Силуэты - Борис Полевой 4 стр.


У ГОРЬКОГО В ГОСТЯХ

Это письмо, полученное "Сменой" от А. М. Горького, оказалось последним. Летом мы узнали, что он выехал в Советский Союз. Стали ждать. Готовились. Наш славный корреспондент был не из тех, кто нарушает свои обещания. У нас родился даже головокружительный проект: если он поедет через Ленинград, собраться всем комсомольцам и толпой выйти к ленинградскому экспрессу. В нашем литературном кружке был поэт, ездивший за кочегара на паровозе по маршруту Москва - Тверь. На него возложили обязанность своевременно сигнализировать общественности о том, когда поезд с гостем проследует через наш город.

Эта затея сорвалась. Мы прозевали. Зато москвичи, как мы узнали из газет, оказали любимому писателю грандиозную встречу. Страна приветствовала своего великого гражданина и великого писателя с исключительной теплотой.

А потом для Горького началась страда почета.

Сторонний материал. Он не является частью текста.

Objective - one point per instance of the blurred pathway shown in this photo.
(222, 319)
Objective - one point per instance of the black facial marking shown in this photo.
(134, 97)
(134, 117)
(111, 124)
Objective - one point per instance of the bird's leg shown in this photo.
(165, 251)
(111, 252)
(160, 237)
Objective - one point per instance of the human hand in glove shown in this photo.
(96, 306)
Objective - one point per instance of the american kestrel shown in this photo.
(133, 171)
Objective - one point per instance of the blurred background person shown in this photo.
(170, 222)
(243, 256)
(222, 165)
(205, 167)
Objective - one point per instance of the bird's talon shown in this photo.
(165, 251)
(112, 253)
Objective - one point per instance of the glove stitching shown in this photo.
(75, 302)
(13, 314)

Его наперебой приглашали к себе фабрики, заводы, культурные учреждения. За право "залучить к себе" Горького хотя бы ненадолго, на несколько минут, ссорились писатели и академики, военные части и институты. Мы, тверские комсомольцы, с ревностью следили за поездкой Горького по стране, следили, огорчались, досадовали на себя: ну какие же мы, к черту, комсомольцы, если не сумели залучить к себе человека, который сам обещал приехать, называл нас своими друзьями.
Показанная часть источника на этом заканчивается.